Pendapat lain mengatakan yang bertambah hanya kualitasnya atau keberkahan harta (misal nilai guna alias kebermanfaatan). Sebagai contoh, mungkin harta termewah yang dimiliki hanya sepeda motor. Akan tetapi, setelah bersilaturahim ternyata kendaraan tersebut bikin hidup bahagia dan makin semangat ibadah ke Masjid.
Begitu pula dengan ungkapan "dipanjangkan umurnya". Terdapat ahli agama mengartikan apa adanya tanpa ditafsirkan. Sebaliknya, ada yang mengartikan 'sekadar' bertambah keberkahan usia. Inilah barangkali yang disebut dengan terdapatnya perbedaan pemaknaan tekstual dengan pemaknaan kontekstual (makna kiasan, sejarah penyebab munculnya teks, dan lain-lain.).
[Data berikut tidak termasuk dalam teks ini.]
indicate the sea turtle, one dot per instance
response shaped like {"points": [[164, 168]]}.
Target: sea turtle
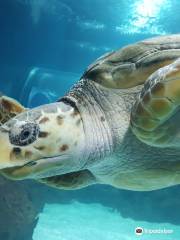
{"points": [[113, 127]]}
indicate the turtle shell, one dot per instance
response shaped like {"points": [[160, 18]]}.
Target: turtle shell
{"points": [[132, 65]]}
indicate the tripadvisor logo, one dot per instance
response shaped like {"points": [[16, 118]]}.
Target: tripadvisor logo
{"points": [[140, 231]]}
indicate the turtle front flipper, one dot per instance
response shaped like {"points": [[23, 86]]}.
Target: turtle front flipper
{"points": [[70, 181], [9, 108], [155, 117], [132, 65]]}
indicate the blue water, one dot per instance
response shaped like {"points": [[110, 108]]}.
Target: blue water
{"points": [[45, 45]]}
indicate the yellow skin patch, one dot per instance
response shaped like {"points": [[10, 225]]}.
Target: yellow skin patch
{"points": [[60, 141], [151, 118]]}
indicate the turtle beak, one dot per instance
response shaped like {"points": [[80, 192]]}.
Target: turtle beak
{"points": [[9, 155]]}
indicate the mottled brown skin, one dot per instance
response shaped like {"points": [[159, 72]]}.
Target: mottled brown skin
{"points": [[153, 117]]}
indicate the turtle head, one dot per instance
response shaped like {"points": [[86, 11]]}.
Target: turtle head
{"points": [[41, 142]]}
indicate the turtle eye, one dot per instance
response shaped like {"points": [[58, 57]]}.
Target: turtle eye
{"points": [[24, 134]]}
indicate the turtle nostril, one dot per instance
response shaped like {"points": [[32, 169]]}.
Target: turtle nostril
{"points": [[25, 134]]}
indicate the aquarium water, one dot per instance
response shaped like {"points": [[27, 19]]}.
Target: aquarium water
{"points": [[80, 221], [45, 46]]}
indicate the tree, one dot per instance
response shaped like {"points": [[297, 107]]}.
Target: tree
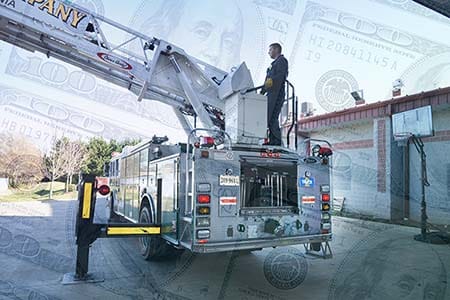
{"points": [[74, 153], [55, 161], [20, 161]]}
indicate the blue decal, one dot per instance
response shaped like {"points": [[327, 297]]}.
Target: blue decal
{"points": [[306, 182]]}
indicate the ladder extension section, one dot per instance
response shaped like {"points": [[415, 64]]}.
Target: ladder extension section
{"points": [[139, 63]]}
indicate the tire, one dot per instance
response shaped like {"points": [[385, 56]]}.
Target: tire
{"points": [[152, 247]]}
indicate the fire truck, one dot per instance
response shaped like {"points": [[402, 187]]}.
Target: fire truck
{"points": [[222, 188]]}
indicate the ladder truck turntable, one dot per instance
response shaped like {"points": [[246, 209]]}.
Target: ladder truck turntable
{"points": [[221, 190]]}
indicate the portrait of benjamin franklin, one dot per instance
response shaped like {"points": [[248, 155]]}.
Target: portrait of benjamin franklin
{"points": [[211, 31], [399, 268]]}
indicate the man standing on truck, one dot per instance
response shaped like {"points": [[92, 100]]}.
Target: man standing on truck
{"points": [[274, 85]]}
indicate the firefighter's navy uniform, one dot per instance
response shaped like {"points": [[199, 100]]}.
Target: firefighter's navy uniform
{"points": [[274, 86]]}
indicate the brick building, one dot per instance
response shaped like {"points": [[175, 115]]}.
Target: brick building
{"points": [[372, 172]]}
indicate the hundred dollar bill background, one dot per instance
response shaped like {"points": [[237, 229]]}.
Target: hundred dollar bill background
{"points": [[333, 47]]}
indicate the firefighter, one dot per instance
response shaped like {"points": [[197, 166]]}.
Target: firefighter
{"points": [[274, 86]]}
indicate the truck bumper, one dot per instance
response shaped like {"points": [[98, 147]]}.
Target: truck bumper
{"points": [[211, 247]]}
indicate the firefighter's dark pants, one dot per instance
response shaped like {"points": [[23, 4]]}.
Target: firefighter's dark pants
{"points": [[275, 100]]}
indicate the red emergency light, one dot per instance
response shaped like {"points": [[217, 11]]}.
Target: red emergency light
{"points": [[203, 198], [206, 141], [325, 197], [104, 190]]}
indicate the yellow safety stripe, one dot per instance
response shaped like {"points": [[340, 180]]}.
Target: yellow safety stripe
{"points": [[87, 197], [133, 230]]}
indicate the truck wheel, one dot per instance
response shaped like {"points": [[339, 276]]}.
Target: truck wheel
{"points": [[152, 247]]}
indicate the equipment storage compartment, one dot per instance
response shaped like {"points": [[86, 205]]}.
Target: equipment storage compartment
{"points": [[268, 186]]}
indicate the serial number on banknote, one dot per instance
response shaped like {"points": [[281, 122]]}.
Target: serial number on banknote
{"points": [[349, 51], [28, 131]]}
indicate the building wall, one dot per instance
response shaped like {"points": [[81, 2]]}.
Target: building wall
{"points": [[356, 164], [369, 166], [437, 150]]}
Melawan Logika Takdir Sesat: Membenturkan Ketetapan Allah dengan Tindakan Manusia Nah, lantas muncul pertanyaan "Kalau begitu konsep takdir bahwa jodoh, rezeki, dan mati sudah ditentukan berarti salah dong?"
Guna menjawabnya harus dipahami dulu tentang Algoritma Takdir Ditinjau dari Segi Filsafat Ilmu Komputer . Intinya, takdir tidak dapat dirubah sehingga mustahil Maha Pencipta bersifat plinplan. Semua (termasuk getaran 1 butir atom) sudah ditentukan dan ditetapkan oleh-Nya. Dalam ilmu-Nya seluruh isi maupun pola takdir (algoritma takdir) telah ditulis dan diketahui-Nya.
Selanjutnya, perlu dipahami bahwa pandangan berubahnya kadar rezeki dan umur akibat bersilaturahim merupakan dari sudut kacamata ilmu malaikat. Yakni, malaikat maut dan malaikat pembagi rezeki. Para malaikat itu mendapatkan perintah untuk merubah harta dan usia hamba-Nya lantaran manusia sudah bersilaturahim.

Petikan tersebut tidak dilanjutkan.